The bill, which would go into effect next year for billionaires and in 2025 for eligible millionaires, would go to the voters for approval in 2022 if it passes the Legislature. The proposal requires voter approval of a constitutional amendment because it would exceed the state’s tax rate limits of 0.4%.
Lee’s legislation would not constitute an income tax, but a tax on assets and “all wealth” whether it has “been realized as income or not,” he said. Lee pointed to reports of some of the richest people in the world avoiding income taxes as the reasoning behind the approach.
“There’s a whole other category of wealth where you just own things and can leverage more wealth out of your existing wealth and we’ve seen how that can be evaded,” Lee said in an interview Thursday. “We want the obscenely ultra rich to be paying their fair share.”
California’s wealth gap is no secret: The state is home to the largest share of the country’s billionaires and also the highest poverty rate.

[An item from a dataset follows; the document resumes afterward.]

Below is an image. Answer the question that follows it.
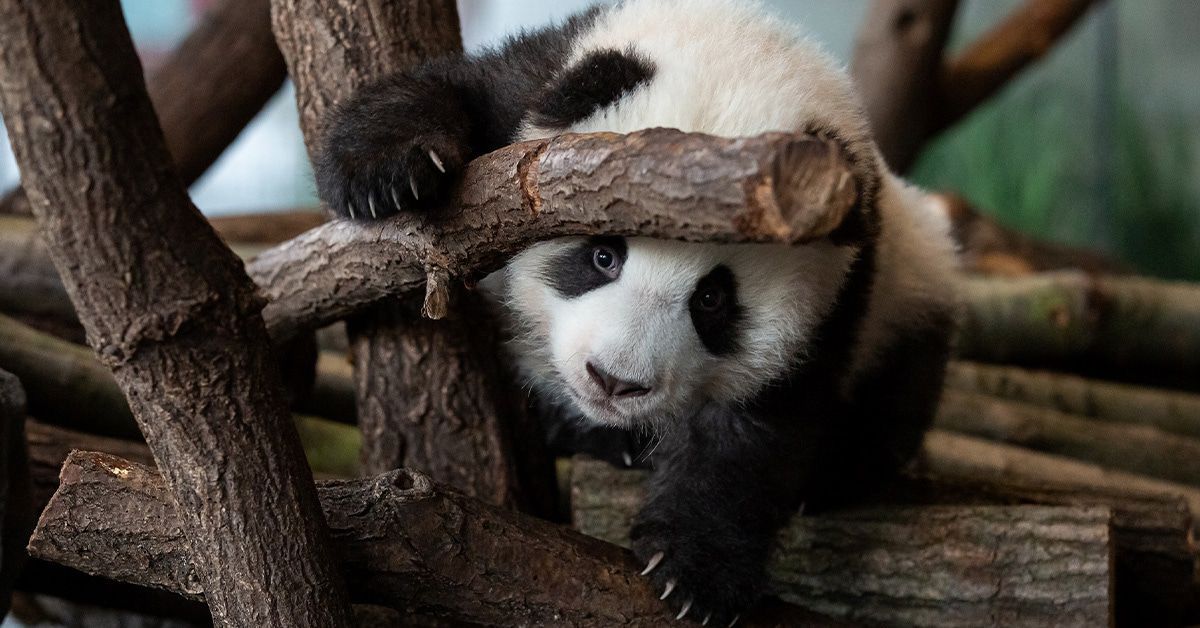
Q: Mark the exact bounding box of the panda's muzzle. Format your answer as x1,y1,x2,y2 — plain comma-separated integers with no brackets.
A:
587,361,650,399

Californians voted to increase taxes on those earning more than $250,000 a year in 2012 and extended that increase in 2016, but despite a Democratic supermajority in the Legislature, a wealth tax like Lee’s has faced criticism.

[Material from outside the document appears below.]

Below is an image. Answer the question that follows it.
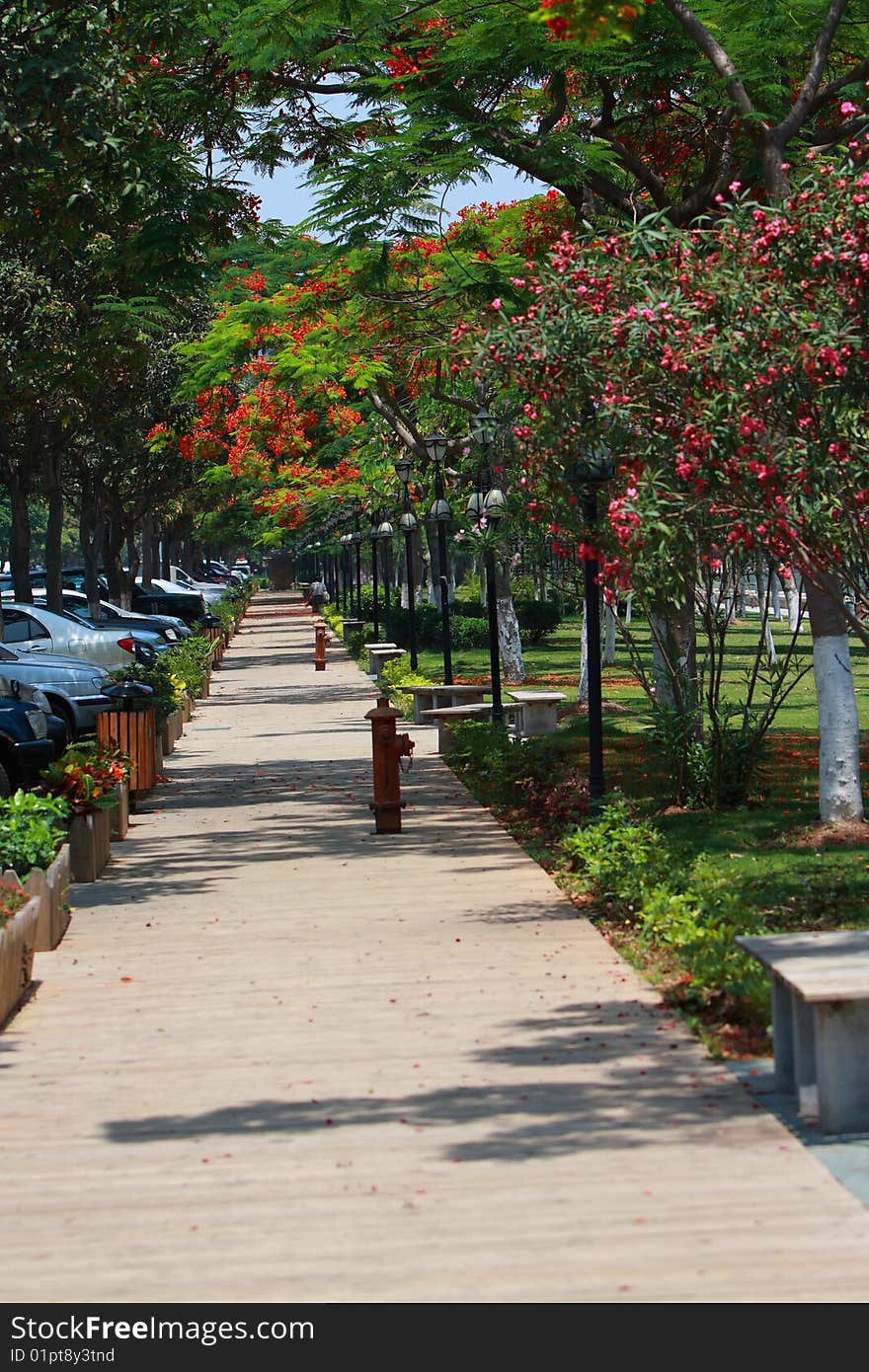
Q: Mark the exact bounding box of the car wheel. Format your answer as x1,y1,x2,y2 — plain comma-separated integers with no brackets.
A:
48,696,78,742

Last year, an identical attempt by Lee didn’t even make it to legislative committee hearings.
A 2020 bill by Assembly Member Miguel Santiago (D-Los Angeles) that would have raised taxes on Californians earning at least $1 million in order to fund schools and other government services also failed. A pitch by Assembly Member Luz Rivas (D-Los Angeles) to boost taxes on wealthy corporations to benefit homeless Californians didn’t make it far, either.
Gov. Gavin Newsom, who has focused a large share of his budget on helping people in poverty, has also avoided the idea of increasing taxes on the wealthy.
California’s progressive tax structure already makes the state budget disproportionately dependent on the wealthiest. Even in a business-crushing pandemic, the state is facing another record-high budget and surplus thanks in large part to capital gains income as the rich became richer, resulting in more tax revenue.
But supporters of AB 2289, including the California Federation of Teachers, say that’s not enough.
“California billionaires have increased their wealth astronomically since the beginning of the pandemic, while regular working families have struggled to pay their bills,” CFT President Jeff Freitas said in a statement. “It’s time we took care of each other, and not just watch billionaires fly into space.”
The California Taxpayers Assn. quickly opposed the new legislation on Thursday, saying that it would cause top earners to move away and would have a negative impact on state revenue.
Tesla Chief Executive Elon Musk last year moved the company headquarters from Palo Alto to Texas, where taxes are much lower.
A report by the nonpartisan California Policy Lab found that there’s “little evidence that wealthy Californians are leaving en masse,” but the threat of such a loss remains.
“The new-and-not-improved proposal will prompt more wealthy Californians to pack their bags and move — a bad idea considering they represent a major portion of our tax base,” California Taxpayers Assn. President Robert Gutierrez said in a statement. “If high earners leave — and they will to avoid the tax hike as well as the headache of having to annually appraise everything they own, anywhere in the world — the taxpayers left in California will be asked to pay more.”